Tidak mudah menjadi Entri, tetapi lebih tidak mudah lagi menjadi Lema. Menjadi Entri cukup tahu menulis, bisa menata kata, mahir meramu kalimat, dan cekatan membingkai gagasan. Menjadi Lema tidak. Harus tahu asal muasal kata, mesti hafal makna kata, dan wajib tangkas mengurai penggunaan kata kepada koleganya.
Siang ini di bawah langit Depok yang berawan, Entri sedang curhat kepada Lema. Ia memang begitu orangnya. Tidak mahir memendam kecewa, tidak terampil menyimpan luka.
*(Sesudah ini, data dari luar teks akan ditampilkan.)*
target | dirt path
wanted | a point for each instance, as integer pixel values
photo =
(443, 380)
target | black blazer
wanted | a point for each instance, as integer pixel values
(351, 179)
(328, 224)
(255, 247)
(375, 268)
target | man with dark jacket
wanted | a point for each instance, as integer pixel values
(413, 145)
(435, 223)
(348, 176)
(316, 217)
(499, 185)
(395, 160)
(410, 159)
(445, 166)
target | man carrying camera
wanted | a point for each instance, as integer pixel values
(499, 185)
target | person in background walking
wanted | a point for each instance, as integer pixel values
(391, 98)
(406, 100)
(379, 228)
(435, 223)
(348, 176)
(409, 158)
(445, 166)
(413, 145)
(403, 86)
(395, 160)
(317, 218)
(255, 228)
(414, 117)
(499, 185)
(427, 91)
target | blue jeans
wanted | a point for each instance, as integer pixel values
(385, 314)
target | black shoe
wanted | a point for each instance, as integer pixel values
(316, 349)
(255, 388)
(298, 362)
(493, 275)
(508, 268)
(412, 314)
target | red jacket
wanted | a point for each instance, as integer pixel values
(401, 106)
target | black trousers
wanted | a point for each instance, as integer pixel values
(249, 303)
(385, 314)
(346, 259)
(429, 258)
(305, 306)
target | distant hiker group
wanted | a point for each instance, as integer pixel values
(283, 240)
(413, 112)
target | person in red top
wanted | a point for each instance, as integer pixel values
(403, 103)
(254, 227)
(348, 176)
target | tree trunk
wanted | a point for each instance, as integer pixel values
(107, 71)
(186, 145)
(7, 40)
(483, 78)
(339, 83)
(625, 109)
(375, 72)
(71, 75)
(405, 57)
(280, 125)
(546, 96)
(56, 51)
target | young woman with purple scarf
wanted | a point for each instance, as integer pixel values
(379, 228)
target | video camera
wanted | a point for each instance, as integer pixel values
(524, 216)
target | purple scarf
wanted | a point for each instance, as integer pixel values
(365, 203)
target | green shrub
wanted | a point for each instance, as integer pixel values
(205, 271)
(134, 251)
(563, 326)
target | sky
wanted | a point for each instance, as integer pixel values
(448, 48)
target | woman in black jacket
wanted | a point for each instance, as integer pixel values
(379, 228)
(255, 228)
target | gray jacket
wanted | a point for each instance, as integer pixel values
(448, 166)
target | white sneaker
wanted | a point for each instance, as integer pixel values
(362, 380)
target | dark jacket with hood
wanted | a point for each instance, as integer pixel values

Lema sama, sebelas-dua belas dengan Entri.
"Aku berduka," kata Entri dengan dagu seperti digayuti kerikil sekarung.
Lema tercengang. "Kenapa?"
"Kesal hati."
"Gara-gara?"
Entri menghela napas panjang seperti kapten tim tarik tambang yang takut terseret helaan tim lawan. "Jurnalis sekarang malas mengabarkan kata yang tepat. Mereka malas buka kamus."
"Jangankan jurnalis," ujar Lema menimpali, "guru dan dosen Bahasa Indonesia saja jarang buka kamus bahasa Indonesia."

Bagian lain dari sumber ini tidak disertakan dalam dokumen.